Neben der Belastung der Ausbildungsteilnehmer habe die derzeitige Regelung noch andere negative Konsequenzen, kritisierte Groeger: „Das Psychologiestudium wird marginalisiert und der praktische Teil der Ausbildung behindert.“ In dem Zukunftsszenario würden die jetzigen Ausbildungsstätten als Weiterbildungsstätten anerkannt und könnten sich berufsfeldbezogener ausrichten, als es jetzt möglich sei. Ein nicht zu unterschätzendes Problem allerdings sei die Frage der Finanzierung der psychotherapeutischen Weiterbildungsstellen.

Noch zu lösende Probleme sieht Groeger für die psychodynamische Ausrichtung während der Studienphase bei der Direktausbildung.

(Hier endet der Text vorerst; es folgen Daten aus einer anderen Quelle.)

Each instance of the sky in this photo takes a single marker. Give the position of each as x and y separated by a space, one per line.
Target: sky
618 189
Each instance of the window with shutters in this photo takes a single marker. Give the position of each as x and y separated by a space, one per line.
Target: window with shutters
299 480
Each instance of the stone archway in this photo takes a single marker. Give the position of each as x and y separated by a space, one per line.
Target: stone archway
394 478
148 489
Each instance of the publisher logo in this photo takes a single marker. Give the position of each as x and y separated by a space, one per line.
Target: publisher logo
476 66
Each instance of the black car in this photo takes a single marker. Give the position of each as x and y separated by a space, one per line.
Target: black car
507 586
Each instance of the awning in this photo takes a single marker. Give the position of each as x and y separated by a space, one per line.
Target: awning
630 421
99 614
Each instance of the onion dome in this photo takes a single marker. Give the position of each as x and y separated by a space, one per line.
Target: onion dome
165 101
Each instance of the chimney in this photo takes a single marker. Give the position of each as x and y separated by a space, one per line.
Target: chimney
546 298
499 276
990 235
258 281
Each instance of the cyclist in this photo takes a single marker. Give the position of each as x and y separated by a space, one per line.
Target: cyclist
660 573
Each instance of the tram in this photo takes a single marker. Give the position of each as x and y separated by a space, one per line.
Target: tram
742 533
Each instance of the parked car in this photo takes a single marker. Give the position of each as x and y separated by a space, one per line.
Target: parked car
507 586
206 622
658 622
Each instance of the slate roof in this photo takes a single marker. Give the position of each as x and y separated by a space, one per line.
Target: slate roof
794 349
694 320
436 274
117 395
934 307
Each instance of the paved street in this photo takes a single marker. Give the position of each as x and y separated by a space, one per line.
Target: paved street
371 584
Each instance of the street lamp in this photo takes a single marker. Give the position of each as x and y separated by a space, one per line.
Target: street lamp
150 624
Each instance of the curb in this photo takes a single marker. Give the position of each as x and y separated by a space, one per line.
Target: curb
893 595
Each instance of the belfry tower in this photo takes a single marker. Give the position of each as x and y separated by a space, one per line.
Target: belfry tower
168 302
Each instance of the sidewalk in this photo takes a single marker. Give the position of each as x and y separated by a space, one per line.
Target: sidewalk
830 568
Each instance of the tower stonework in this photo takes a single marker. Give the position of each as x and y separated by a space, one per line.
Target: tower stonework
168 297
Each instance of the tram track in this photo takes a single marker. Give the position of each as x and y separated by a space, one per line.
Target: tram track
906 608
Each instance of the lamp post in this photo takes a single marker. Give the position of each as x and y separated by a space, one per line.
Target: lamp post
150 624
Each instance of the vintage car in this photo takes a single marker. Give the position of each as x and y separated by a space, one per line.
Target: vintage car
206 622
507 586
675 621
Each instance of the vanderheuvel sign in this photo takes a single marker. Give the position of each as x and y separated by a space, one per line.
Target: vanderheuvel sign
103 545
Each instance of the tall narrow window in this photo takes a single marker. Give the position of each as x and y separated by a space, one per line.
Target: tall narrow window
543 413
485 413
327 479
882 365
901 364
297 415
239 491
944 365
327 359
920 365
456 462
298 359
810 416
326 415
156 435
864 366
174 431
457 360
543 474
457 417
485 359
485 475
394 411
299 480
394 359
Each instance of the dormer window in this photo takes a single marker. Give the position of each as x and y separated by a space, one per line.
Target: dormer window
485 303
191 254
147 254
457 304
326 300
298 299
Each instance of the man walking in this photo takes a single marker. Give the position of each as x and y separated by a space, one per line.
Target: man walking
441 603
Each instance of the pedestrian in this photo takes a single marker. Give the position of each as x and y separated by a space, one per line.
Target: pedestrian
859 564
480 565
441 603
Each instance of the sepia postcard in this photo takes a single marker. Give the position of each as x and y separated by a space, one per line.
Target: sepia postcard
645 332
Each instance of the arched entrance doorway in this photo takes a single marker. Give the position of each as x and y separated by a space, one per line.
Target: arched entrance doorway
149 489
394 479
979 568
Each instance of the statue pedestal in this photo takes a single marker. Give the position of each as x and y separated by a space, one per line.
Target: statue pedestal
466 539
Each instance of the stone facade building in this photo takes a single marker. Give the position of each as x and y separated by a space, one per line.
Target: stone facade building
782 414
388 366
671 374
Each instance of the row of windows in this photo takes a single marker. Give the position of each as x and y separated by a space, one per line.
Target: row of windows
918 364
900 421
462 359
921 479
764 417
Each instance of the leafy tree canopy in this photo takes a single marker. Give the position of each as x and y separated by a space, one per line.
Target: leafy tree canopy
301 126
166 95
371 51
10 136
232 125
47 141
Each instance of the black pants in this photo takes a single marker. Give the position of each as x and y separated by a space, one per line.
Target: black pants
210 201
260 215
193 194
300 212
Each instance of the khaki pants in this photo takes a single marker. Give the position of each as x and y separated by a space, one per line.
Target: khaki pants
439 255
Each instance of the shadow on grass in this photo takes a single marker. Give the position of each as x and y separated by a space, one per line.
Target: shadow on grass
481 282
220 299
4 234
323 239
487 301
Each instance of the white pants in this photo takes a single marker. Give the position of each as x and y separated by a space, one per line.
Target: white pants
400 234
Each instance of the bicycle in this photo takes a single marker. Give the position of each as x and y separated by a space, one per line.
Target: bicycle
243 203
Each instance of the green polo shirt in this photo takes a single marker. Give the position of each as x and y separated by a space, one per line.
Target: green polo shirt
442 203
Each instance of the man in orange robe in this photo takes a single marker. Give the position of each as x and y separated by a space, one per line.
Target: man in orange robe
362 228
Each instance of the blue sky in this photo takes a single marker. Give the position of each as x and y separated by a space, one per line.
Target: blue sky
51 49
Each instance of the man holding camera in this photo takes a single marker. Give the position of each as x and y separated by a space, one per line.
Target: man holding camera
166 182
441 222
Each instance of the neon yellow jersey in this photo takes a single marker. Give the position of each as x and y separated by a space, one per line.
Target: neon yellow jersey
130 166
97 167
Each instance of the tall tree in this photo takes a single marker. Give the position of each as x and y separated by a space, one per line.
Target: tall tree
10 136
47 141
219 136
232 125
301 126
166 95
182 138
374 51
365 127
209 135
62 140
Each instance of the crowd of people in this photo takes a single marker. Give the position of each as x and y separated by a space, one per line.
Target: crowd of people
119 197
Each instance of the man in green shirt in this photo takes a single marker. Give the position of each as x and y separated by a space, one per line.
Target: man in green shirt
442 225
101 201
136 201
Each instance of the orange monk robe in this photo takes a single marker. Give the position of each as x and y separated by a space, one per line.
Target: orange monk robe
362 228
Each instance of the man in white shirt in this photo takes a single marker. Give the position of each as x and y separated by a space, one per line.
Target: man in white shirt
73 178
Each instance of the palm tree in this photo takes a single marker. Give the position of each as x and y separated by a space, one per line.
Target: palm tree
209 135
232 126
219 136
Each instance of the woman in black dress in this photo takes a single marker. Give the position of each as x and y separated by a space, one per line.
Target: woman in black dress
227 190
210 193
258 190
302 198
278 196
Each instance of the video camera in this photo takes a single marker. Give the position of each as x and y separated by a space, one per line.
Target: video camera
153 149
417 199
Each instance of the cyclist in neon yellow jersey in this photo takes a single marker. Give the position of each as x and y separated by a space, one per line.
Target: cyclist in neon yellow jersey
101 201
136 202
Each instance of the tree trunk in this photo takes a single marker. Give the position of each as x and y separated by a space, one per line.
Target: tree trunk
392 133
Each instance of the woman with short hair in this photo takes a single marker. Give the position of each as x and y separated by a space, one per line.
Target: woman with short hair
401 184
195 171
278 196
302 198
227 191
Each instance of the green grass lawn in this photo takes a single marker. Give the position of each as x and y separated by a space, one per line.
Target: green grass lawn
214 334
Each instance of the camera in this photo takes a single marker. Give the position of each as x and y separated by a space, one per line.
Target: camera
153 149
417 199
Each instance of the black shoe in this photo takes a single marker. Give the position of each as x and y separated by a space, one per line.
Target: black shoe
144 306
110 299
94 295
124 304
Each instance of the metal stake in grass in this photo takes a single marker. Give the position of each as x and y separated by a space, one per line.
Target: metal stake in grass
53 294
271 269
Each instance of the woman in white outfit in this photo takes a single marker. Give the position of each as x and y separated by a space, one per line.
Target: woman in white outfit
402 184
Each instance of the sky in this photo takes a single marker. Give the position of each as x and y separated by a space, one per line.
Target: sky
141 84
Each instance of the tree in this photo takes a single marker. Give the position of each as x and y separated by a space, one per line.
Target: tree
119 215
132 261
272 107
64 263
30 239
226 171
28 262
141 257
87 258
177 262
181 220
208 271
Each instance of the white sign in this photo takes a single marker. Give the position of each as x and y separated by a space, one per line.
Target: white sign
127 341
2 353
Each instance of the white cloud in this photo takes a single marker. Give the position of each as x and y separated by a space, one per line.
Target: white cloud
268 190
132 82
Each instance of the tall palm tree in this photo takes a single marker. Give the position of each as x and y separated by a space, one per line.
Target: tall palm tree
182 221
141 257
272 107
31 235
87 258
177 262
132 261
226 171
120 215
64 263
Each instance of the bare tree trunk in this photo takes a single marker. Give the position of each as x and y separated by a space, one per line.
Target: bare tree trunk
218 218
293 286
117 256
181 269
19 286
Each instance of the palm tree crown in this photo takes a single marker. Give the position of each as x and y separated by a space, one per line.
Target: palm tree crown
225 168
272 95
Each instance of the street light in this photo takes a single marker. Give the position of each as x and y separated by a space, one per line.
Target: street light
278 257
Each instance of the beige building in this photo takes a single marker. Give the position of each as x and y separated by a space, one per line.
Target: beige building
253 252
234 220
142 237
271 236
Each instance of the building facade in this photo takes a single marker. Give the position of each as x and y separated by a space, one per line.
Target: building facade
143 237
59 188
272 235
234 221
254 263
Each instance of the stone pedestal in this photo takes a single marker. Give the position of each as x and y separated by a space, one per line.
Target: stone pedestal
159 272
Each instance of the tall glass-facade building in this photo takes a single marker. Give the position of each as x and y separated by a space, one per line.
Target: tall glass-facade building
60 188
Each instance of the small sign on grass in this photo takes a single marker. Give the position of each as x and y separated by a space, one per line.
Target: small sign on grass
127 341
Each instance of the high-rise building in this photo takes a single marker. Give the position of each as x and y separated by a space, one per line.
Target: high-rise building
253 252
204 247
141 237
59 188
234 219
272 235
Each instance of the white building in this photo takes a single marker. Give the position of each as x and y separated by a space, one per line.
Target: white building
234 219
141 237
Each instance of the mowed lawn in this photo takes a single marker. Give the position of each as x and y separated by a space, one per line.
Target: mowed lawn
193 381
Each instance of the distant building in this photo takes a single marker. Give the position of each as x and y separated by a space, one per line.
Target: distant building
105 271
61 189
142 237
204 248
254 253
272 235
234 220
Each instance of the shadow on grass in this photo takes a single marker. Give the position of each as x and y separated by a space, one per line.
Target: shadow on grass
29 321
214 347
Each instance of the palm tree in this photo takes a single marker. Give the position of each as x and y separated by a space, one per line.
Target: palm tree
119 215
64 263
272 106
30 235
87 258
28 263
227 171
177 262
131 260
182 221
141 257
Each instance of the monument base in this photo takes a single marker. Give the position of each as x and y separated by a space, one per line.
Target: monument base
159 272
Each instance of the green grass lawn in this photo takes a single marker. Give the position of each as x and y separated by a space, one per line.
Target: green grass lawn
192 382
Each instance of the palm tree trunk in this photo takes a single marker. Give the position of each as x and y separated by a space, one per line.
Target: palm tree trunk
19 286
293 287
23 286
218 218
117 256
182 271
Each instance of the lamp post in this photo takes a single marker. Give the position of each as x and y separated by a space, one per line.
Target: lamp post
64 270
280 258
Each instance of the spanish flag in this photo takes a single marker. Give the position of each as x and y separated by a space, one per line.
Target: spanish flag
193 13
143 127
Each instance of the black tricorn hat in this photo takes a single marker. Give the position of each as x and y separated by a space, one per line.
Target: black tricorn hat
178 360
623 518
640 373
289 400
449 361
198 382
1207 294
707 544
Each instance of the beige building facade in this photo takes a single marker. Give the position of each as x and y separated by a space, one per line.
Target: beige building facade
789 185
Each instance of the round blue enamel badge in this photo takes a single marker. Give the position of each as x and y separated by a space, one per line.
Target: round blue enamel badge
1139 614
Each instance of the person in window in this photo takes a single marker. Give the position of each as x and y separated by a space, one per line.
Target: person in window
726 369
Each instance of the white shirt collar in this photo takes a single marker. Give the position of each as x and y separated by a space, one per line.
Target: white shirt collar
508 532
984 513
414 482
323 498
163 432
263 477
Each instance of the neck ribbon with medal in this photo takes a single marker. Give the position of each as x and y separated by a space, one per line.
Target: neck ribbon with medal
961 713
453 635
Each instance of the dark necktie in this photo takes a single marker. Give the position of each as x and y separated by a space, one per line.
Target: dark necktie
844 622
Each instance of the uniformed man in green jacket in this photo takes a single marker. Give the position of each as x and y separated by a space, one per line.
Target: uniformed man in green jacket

Aufgrund der „VT-Lastigkeit“ der der Klinischen Psychologie an den Universitäten fehlten dort die psychodynamisch orientierten Dozenten. Kurzfristig könnten Honorarkräfte aus den jetzigen Ausbildungs-, späteren Weiterbildungsstätten einspringen. Langfristig müsse eine Lösung gefunden werden.

Noch nicht absehbare Folgen könne die Direktausbildung auch wegen der Verlagerung der Zuständigkeiten haben, gab Groeger zu bedenken: Die Berufsausbildung würde an die Universitäten verlagert; die Weiterbildung an die Psychotherapeutenkammern. Den größten Widerstand befürchtet Groeger aber aus der Profession: „Womöglich scheitert eine auf Dauer zukunftsgerecht angelegte Psy­cho­thera­peuten­aus­bildung an uns selbst.“
Petra Bühring

*Den Zuschlag bekam ein Forschernetzwerk unter der Leitung von Prof. Dr. phil. Bernhard Strauß vom Universitätsklinikum Jena. Dazu gehören: Prof. Dr. Sven Barnow (Heidelberg), Prof. Dr. Elmar Brähler (Leipzig), Prof. Dr. Jörg M. Fegert (Ulm), Dr. Steffen Fliegel (Münster), Prof. Dr. Harald J. Freyberger (Greifswald/Stralsund), Prof. Dr. Lutz Goldbeck (Ulm), Prof. Dr. Marianne Leuzinger-Bohleber (Frankfurt a. M. / Kassel), Priv.-Doz. Dr. Ulrike Willutzki (Bochum).